1. When the holy Abba Anthony lived in the desert he was beset by ‘accidie’ – lethargy – , and attacked by many sinful thoughts. He said to God, ‘Lord, I want to be saved, but these thoughts will not leave me alone. What shall I do in my affliction? How can I be saved?’ A short while afterwards, when he got up to go out, Anthony saw a man like himself sitting at his work, getting up from his work to pray, then sitting down and plaiting a rope, then getting up again to pray. It was an angel of the Lord sent to correct and reassure him. He heard the angel saying to him, “Do this and you will be saved.” At these words, Anthony was filled with joy and courage. He did this, and he was saved.

2. When the same Abba Anthony thought about the depth of the judgments of God, he asked, “Lord, how is it that some die when they are young, while others drag on to extreme old age? Why are there those who are poor and those who are rich? Why do wicked men prosper and why are the just in need?” He heard a voice answering him, “Anthony, keep your attention on yourself; these things are according to the judgment of God, and it is not to your advantage to know anything about them.’

3. Someone asked Abba Anthony, “What must one do in order to please God?” The old man replied, “Pay attention to what I tell you: whoever you may be, always have God before your eyes, whatever you do, do it according to the testimony of the Holy Scriptures; in whatever place you live do not easily leave it. Keep these three precepts and you will be saved.”

4. Abba Anthony said to Abbe Poemen, “This is the Great Work of a man: always to take the blame for his own sins before God and to expect temptation to his last breath.”

5. He also said, “Whoever has not experienced temptation cannot enter into the Kingdom of Heaven.” He even added, “Without temptation, no one can be saved.”
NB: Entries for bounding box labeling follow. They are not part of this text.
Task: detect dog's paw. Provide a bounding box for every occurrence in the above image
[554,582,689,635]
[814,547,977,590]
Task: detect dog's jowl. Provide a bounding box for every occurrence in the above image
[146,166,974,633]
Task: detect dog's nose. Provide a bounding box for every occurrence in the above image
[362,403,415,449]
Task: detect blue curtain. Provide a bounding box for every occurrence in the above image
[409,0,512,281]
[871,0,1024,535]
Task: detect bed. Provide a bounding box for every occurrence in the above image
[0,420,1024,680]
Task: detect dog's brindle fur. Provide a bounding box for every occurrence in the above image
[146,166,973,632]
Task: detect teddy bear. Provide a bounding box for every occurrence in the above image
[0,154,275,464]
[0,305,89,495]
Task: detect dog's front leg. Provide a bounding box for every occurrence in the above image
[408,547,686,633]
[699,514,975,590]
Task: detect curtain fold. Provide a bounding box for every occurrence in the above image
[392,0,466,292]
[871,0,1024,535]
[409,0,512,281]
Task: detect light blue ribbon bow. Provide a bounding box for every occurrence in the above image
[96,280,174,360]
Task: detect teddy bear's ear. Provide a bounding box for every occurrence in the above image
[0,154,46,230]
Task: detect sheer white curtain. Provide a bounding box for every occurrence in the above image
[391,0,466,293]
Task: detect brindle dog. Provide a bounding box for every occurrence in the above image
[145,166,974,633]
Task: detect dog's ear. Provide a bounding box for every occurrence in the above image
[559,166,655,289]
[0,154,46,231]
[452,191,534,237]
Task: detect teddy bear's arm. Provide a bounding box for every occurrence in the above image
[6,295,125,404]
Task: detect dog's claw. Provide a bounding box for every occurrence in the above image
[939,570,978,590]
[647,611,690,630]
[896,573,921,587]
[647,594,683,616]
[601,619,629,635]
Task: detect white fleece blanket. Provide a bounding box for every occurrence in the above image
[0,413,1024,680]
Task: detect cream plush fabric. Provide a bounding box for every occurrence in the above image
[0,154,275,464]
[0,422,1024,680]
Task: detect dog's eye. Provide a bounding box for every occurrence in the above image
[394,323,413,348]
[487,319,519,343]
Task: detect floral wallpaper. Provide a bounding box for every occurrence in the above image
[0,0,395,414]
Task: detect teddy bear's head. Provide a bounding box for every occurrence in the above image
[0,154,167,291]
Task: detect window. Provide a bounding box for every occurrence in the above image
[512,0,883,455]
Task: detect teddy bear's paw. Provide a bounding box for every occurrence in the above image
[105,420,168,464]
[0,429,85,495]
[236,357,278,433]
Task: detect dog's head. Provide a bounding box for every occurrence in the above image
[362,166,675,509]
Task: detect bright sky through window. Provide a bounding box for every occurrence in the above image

6. Abbe Pambo asked Abba Anthony, “What ought I to do?” and the old man said to him, “Do not trust in your own righteousness, do not worry about the past, but control your tongue and your stomach.”

7. Abba Anthony said, “I saw the snares that the enemy spreads out over the world and I said groaning, ‘What can get through from such snares?” Then I heard a voice saying to me, “Humility.'”

8. He also said, “Some have afflicted their bodies by asceticism, but they lack discernment, and so they are far from God.”

9. He also said, “Our life and our death is with our neighbor. If we gain our brother, we have gained God, but if we scandalize our brother, we have sinned against Christ.”

10. He said also, “Just as fish die if they stay too long out of water, so the monks who loiter outside their cells or pass their time with men of the world lose the intensity of inner peace. So like a fish going towards the sea, we must hurry to reach our cell, for fear that if we delay outside we will lose our interior watchfulness.”

11. He also said, “He who wishes to live in solitude in the desert is delivered from three conflicts: hearing, speech and sight; there is only one conflict for him and that is with fornication.”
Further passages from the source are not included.